We need to find the change in mass and the change in atomic number during the complete decay process. Change in mass = Initial mass - Final mass = \(242 - 206 = 36\) Change in atomic number = Initial atomic number - Final atomic number = \(96 - 82 = 14\)

Let x be the number of alpha particles and y be the number of beta particles produced during the decay process. Since an alpha particle decreases the atomic mass by 4, the total decrease in atomic mass due to alpha particle production is \(4x\). As beta particles do not cause a change in mass, no change is due to beta particles in this case. Similarly, since an alpha particle decreases the atomic number by 2, the total decrease in atomic number due to alpha particle production is \(2x\). A beta particle increases the atomic number by 1, so the total increase in atomic number due to beta particle production is \(y\). Now we can write two equations: 1. Change in mass = \(4x\) 2. Change in atomic number = \(2x + y\) Using the values calculated in Step 2, we have: 1. 36 = \(4x\) 2. 14 = \(2x + y\)

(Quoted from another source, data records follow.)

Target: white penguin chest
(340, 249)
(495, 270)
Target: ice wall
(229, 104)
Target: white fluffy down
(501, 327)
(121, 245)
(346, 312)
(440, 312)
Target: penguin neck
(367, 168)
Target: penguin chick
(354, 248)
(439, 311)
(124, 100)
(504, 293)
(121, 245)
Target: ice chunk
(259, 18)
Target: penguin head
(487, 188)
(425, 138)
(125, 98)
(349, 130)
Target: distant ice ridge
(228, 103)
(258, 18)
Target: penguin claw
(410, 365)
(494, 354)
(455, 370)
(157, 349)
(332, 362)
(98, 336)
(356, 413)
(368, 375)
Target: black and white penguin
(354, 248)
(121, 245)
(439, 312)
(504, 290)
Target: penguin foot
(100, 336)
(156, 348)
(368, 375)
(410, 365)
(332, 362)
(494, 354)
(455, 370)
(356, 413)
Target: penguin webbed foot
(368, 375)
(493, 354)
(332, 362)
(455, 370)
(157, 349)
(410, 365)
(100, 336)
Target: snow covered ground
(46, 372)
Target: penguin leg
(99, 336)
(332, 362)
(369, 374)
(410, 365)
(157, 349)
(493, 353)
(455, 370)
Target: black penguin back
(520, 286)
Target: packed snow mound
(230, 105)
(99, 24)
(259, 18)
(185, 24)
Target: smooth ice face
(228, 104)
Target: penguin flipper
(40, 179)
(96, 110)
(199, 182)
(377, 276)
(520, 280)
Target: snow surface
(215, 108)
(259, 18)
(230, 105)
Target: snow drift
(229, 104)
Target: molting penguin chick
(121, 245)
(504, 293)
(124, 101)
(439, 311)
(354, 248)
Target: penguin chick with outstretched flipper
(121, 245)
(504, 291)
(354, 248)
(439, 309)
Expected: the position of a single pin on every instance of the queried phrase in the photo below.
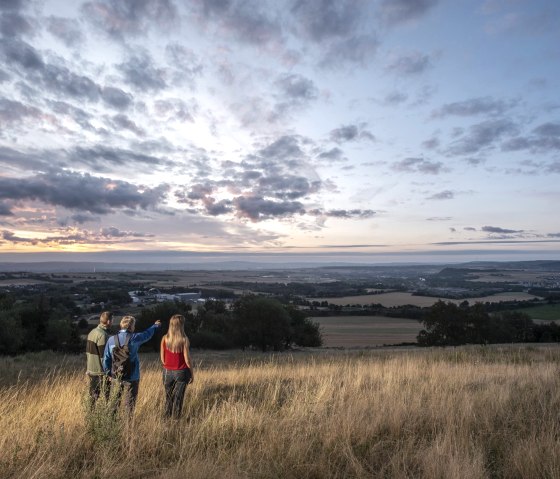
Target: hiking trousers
(175, 383)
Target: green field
(359, 331)
(545, 312)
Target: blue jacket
(134, 343)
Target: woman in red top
(177, 372)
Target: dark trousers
(126, 389)
(98, 387)
(175, 383)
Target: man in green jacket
(94, 352)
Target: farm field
(399, 299)
(466, 412)
(545, 312)
(360, 331)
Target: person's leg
(169, 385)
(131, 391)
(179, 392)
(94, 389)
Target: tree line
(449, 324)
(253, 322)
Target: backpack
(122, 365)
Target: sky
(311, 127)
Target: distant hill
(197, 265)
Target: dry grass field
(399, 299)
(485, 412)
(364, 331)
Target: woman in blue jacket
(128, 379)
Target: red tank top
(173, 360)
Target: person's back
(177, 366)
(126, 336)
(95, 347)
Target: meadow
(401, 298)
(470, 412)
(360, 331)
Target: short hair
(128, 322)
(105, 318)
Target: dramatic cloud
(120, 18)
(257, 208)
(350, 133)
(474, 106)
(322, 20)
(497, 229)
(81, 192)
(410, 64)
(246, 21)
(66, 29)
(418, 165)
(116, 98)
(141, 73)
(482, 136)
(444, 195)
(545, 138)
(394, 12)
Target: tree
(303, 331)
(261, 322)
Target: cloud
(419, 165)
(81, 192)
(11, 5)
(321, 20)
(483, 136)
(350, 133)
(497, 229)
(334, 154)
(246, 21)
(103, 158)
(474, 106)
(257, 208)
(123, 122)
(344, 214)
(141, 73)
(443, 195)
(544, 138)
(394, 98)
(13, 25)
(112, 232)
(56, 78)
(119, 18)
(116, 97)
(410, 64)
(15, 112)
(394, 12)
(358, 49)
(66, 29)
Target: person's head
(176, 338)
(106, 318)
(128, 323)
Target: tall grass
(455, 413)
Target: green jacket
(94, 350)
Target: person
(128, 384)
(95, 347)
(177, 366)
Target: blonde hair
(105, 318)
(128, 322)
(176, 338)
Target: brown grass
(456, 413)
(364, 331)
(400, 299)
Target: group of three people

First, solve for x from the first equation: 36 = \(4x \Rightarrow x = \frac{36}{4} = 9\) Now substitute this value of x in the second equation: 14 = \(2(9) + y \Rightarrow 14 = 18 + y \Rightarrow y = -4\) Since we have a negative value for y, we made an error in understanding the decay process. Beta decay increases the atomic number (not decreases). Therefore, the correct second equation should be: 2. Change in atomic number = \(2x - y\) Now, use the new second equation and the value of x: 14 = \(2(9) - y \Rightarrow 14 = 18 - y \Rightarrow y = 4\)

We found that during the decay process of \(^{242} \mathrm{Cm}\) to \(^{206} \mathrm{Pb}\), the number of alpha particles produced is 9 and the number of beta particles produced is 4.